Two central problems in quantum condensed matter physics are
(i) the physics of the
strongly-correlated lattice electrons, particularly for
lower-dimensional systems; and (ii) the
physics of large-scale quantum phenomena,
ranging from macroscopic superpositions of
collective states to the study of solid-state qubits. These
topics are closely linked physically, and
mathematically- the basic models describing, eg., decoherence,
are similar to those used in describing
strongly-correlated electrons (and to models
in string and particle theory). For example, the theory of
flux phases in high-*T*_{c} systems can be mapped to models of dissipative
open strings and *
Ө*-vacua, to
lattice gauge theories, and to the composite
fermion theory of the fractional Hall
effect. These in turn are related to models in quantum
gravity, to the Schmid or spin-boson models
in quantum dissipation and decoherence theory, and to models
of junctions
of quantum wires.

To study strongly-correlated electrons we have a core group
whose focus is on models of 2-d
interacting fermions like the Hubbard model, and/or on
phenomenological models intended to describe
the low-energy propeties of 2-d fermions.

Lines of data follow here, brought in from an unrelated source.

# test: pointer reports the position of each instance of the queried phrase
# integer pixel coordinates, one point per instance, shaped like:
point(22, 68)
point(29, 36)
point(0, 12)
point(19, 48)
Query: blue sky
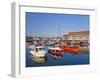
point(50, 24)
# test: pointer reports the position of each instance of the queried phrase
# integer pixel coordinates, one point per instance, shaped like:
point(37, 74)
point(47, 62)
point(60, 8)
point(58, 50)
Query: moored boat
point(37, 50)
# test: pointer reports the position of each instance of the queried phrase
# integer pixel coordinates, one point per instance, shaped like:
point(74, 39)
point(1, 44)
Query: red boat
point(73, 50)
point(59, 50)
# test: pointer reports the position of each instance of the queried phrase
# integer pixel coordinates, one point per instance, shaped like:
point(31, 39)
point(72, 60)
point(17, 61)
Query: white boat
point(37, 51)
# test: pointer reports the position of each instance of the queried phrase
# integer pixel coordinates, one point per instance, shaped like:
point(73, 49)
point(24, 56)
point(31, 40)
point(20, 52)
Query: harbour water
point(49, 60)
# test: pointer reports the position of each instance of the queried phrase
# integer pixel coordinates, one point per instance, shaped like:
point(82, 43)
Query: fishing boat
point(71, 49)
point(37, 50)
point(55, 50)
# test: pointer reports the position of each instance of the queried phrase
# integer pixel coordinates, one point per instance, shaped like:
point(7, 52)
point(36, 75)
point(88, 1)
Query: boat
point(71, 49)
point(37, 50)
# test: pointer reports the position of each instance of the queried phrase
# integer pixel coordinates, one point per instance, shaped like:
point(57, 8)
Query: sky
point(53, 25)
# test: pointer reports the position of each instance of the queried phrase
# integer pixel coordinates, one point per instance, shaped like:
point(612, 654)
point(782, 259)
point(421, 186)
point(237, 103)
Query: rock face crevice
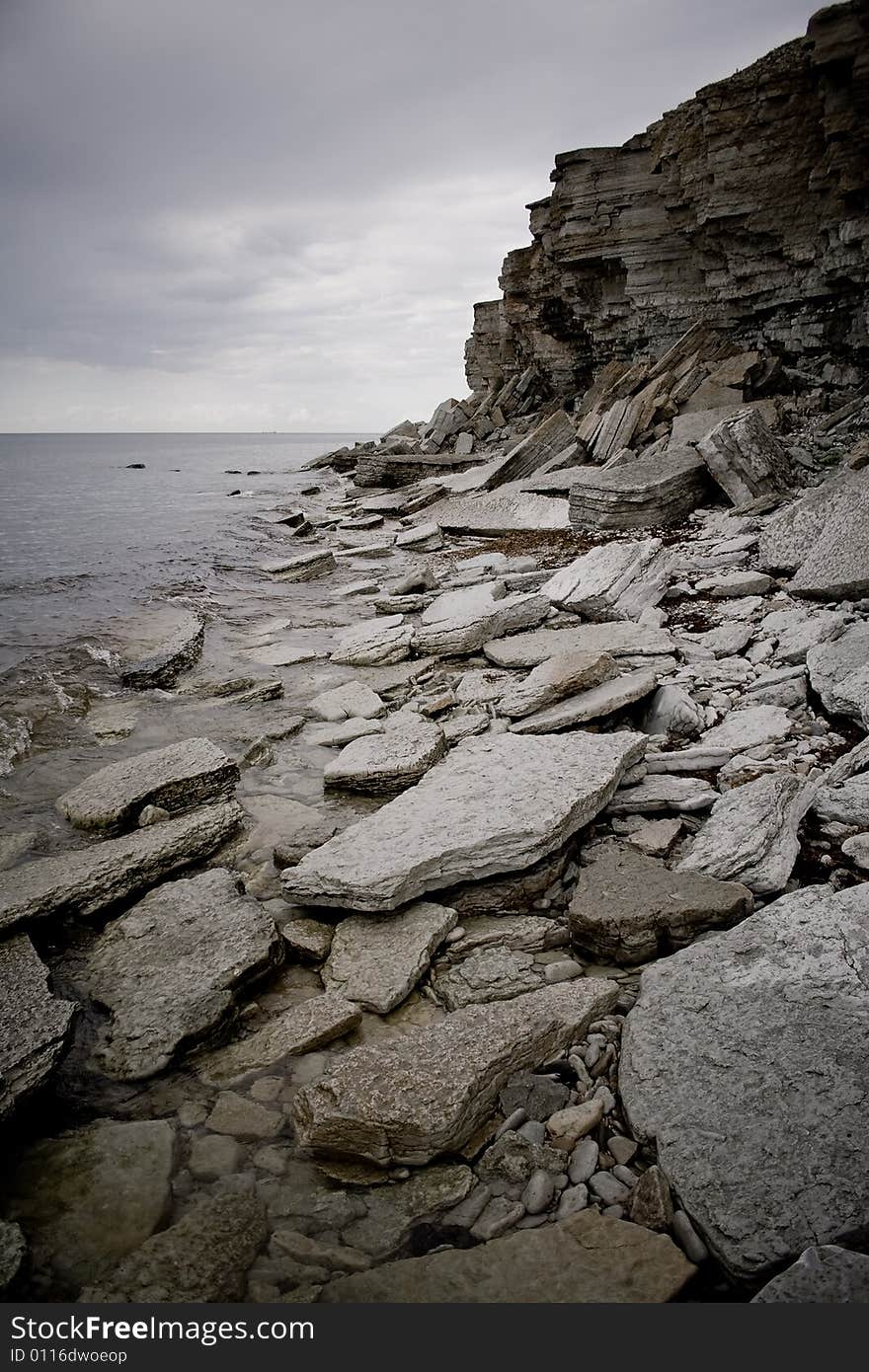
point(746, 206)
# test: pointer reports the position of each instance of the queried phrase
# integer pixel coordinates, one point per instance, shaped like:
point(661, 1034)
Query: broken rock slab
point(588, 1258)
point(493, 805)
point(411, 1100)
point(95, 878)
point(746, 1061)
point(176, 778)
point(376, 962)
point(752, 833)
point(35, 1026)
point(169, 969)
point(629, 908)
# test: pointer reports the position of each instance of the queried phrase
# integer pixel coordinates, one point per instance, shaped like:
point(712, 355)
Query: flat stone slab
point(90, 1196)
point(301, 1029)
point(35, 1026)
point(746, 1061)
point(176, 778)
point(618, 639)
point(823, 1275)
point(495, 804)
point(411, 1100)
point(376, 962)
point(751, 834)
point(590, 1258)
point(169, 969)
point(386, 762)
point(629, 908)
point(91, 879)
point(596, 703)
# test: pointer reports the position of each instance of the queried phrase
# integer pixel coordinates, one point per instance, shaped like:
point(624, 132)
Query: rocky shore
point(489, 921)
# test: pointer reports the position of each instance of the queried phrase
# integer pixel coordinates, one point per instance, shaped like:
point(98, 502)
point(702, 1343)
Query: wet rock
point(91, 879)
point(629, 908)
point(751, 834)
point(495, 804)
point(171, 967)
point(409, 1100)
point(175, 778)
point(823, 1275)
point(202, 1258)
point(90, 1196)
point(585, 1259)
point(35, 1026)
point(376, 962)
point(396, 757)
point(746, 1061)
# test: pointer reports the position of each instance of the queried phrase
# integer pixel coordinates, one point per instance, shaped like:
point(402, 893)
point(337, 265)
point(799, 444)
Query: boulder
point(585, 1259)
point(376, 962)
point(394, 757)
point(90, 1196)
point(751, 834)
point(745, 1059)
point(493, 805)
point(628, 907)
point(35, 1026)
point(169, 969)
point(176, 778)
point(411, 1100)
point(95, 878)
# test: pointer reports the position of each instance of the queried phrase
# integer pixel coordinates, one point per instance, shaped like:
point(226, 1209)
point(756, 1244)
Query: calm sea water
point(84, 538)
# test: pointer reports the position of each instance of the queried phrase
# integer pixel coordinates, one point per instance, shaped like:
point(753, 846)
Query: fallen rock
point(87, 1198)
point(169, 969)
point(176, 778)
point(378, 962)
point(91, 879)
point(495, 804)
point(751, 834)
point(35, 1026)
point(409, 1100)
point(630, 908)
point(746, 1061)
point(588, 1258)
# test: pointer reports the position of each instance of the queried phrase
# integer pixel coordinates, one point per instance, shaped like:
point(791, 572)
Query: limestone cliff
point(747, 206)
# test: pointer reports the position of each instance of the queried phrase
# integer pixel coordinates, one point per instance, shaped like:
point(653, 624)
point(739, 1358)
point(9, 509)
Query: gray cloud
point(266, 214)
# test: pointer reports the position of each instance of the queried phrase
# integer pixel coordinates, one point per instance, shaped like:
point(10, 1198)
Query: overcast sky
point(271, 214)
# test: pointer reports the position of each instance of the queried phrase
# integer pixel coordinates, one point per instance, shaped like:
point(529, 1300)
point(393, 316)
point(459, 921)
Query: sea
point(97, 524)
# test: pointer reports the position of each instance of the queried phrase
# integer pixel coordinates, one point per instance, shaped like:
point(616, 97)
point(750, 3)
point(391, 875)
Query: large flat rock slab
point(496, 804)
point(169, 969)
point(95, 878)
point(746, 1059)
point(175, 778)
point(590, 1258)
point(629, 907)
point(35, 1026)
point(411, 1100)
point(90, 1196)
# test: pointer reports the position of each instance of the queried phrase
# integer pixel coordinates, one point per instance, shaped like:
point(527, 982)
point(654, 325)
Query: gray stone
point(91, 879)
point(751, 834)
point(629, 908)
point(202, 1258)
point(746, 1061)
point(496, 804)
point(169, 969)
point(823, 1275)
point(585, 1259)
point(90, 1196)
point(409, 1100)
point(35, 1026)
point(376, 962)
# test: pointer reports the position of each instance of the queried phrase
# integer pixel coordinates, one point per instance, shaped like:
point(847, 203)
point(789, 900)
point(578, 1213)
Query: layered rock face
point(746, 206)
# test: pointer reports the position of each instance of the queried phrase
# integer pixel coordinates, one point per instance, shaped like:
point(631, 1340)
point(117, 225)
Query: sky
point(271, 214)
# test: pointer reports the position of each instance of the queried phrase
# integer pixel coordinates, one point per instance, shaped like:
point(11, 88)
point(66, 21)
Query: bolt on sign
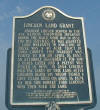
point(49, 62)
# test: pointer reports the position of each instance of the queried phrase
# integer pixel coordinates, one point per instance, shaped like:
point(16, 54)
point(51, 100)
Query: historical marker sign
point(49, 59)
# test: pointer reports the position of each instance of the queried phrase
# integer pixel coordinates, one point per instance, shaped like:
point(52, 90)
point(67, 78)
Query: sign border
point(86, 55)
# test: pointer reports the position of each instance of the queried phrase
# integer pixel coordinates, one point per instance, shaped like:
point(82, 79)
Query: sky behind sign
point(89, 9)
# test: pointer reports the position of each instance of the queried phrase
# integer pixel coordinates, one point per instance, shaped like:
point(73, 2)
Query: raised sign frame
point(86, 56)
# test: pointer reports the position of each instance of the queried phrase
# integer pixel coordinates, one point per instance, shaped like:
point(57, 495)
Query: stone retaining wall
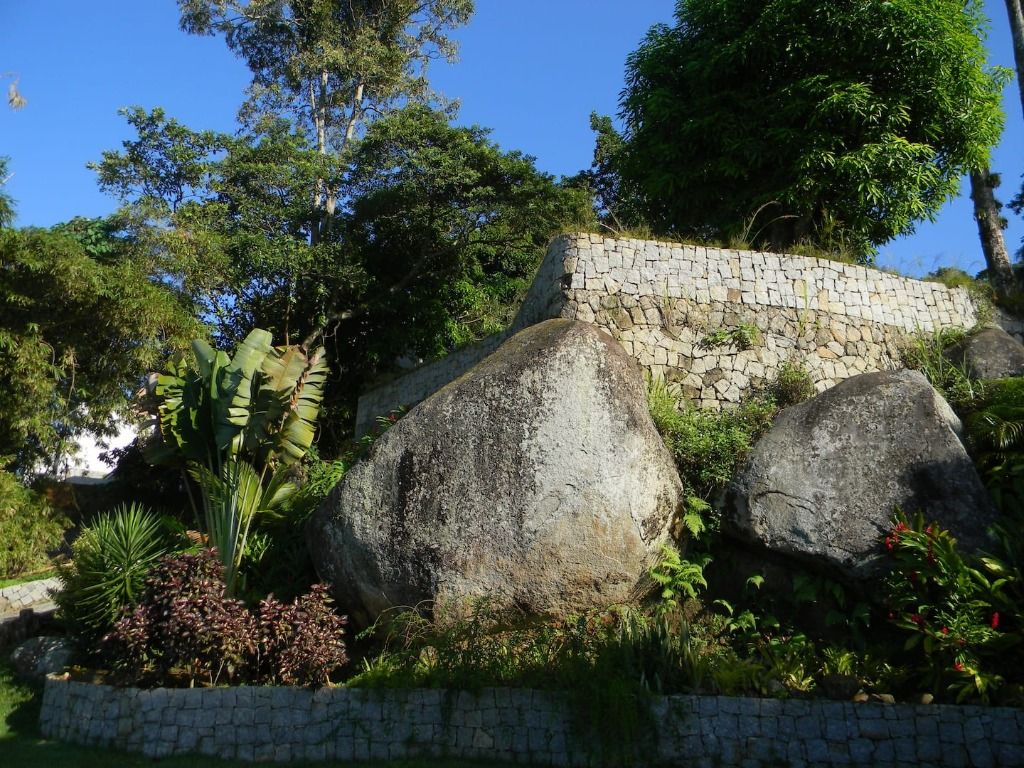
point(14, 599)
point(664, 300)
point(285, 724)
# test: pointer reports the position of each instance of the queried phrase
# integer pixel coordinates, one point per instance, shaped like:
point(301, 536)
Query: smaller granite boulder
point(39, 656)
point(822, 484)
point(991, 353)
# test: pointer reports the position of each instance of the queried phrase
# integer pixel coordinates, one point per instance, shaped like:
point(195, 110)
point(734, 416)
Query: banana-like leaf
point(236, 390)
point(205, 356)
point(180, 414)
point(230, 502)
point(282, 370)
point(299, 425)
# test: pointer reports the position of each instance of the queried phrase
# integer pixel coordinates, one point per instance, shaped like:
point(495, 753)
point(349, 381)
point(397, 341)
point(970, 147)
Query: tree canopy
point(82, 320)
point(838, 122)
point(431, 247)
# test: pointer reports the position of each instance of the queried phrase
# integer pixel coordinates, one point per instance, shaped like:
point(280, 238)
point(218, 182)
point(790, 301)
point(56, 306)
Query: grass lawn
point(22, 745)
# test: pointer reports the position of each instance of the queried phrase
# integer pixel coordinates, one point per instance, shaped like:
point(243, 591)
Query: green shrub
point(995, 433)
point(708, 446)
point(793, 384)
point(928, 354)
point(30, 528)
point(105, 576)
point(743, 336)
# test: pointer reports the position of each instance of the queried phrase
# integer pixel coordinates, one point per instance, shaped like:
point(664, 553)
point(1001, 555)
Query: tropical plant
point(948, 604)
point(743, 336)
point(927, 352)
point(238, 424)
point(708, 445)
point(110, 562)
point(677, 579)
point(186, 623)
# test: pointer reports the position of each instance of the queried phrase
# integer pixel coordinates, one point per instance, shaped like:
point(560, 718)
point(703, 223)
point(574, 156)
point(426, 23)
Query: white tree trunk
point(986, 213)
point(1016, 13)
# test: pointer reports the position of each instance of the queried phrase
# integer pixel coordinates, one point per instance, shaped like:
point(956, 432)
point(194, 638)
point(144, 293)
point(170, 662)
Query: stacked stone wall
point(664, 302)
point(525, 726)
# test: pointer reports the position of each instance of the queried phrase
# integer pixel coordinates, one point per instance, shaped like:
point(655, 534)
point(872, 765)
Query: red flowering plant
point(949, 605)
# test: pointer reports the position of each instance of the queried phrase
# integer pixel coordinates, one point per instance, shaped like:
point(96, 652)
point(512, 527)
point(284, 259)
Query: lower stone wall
point(517, 725)
point(20, 596)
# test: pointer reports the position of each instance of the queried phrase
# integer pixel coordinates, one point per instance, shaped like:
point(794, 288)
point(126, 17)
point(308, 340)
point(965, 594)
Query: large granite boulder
point(991, 353)
point(537, 480)
point(821, 485)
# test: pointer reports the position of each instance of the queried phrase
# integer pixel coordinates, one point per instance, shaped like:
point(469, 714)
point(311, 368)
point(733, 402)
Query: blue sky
point(530, 70)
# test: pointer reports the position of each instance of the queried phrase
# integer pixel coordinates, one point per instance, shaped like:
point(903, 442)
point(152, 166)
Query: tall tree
point(839, 122)
point(1016, 13)
point(990, 226)
point(331, 65)
point(432, 247)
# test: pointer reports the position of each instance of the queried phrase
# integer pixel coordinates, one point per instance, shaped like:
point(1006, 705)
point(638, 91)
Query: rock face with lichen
point(990, 353)
point(537, 480)
point(822, 484)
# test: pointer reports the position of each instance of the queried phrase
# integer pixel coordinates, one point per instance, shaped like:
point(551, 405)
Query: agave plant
point(236, 424)
point(108, 569)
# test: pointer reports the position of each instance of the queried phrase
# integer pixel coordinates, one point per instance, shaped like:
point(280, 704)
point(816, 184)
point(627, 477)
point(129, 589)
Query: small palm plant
point(107, 573)
point(237, 424)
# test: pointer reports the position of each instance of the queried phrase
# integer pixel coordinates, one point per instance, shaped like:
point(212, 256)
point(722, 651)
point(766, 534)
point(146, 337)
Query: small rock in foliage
point(39, 656)
point(991, 353)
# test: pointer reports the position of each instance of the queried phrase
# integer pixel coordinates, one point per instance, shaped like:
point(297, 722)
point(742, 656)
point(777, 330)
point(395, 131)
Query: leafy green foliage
point(239, 423)
point(677, 579)
point(432, 245)
point(709, 446)
point(83, 314)
point(837, 122)
point(995, 433)
point(792, 384)
point(949, 606)
point(111, 560)
point(30, 528)
point(928, 354)
point(743, 336)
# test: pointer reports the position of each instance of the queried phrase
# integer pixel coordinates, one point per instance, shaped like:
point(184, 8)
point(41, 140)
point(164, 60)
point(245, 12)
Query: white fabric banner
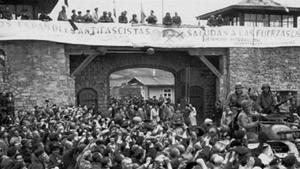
point(114, 34)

Some of these models have metal-insulator
transitions, and there are complex relations
between them involving topology and symmetries of different
kinds. Some of the work also
involves new computational approaches to
the Hubbard model. Many different 'quantum
materials' are described by such models, and
so the work involves ideas from fields as varied as string
theory and topology to quantum
chemistry, and links
to experimental work in North America and
Japan are important.

Large-scale quantum
phenomena are being studied in superconducting
devices, "spin nets" of nanomagnetic molecules, and
quantum
wires. The theory involves the correlations
in these systems, and how decoherence
affects them. Models that are studied range from 'quantum
impurity' models like spin-boson
model or the central spin model, describing qubits coupled to
quantum environments,
to 'lattice anyon' models of quantum
computation. Similar models are used to
discuss 1- and 2-dimensional interacting fermions. The
theoretical work involves solid state
theory as well as quantum information theory. Again, this
theoretical work requires extensive
dialogue with experimental groups, notably those
working in quantum nanomagnetism, in
nanoelectronics, and on SQUID qubits.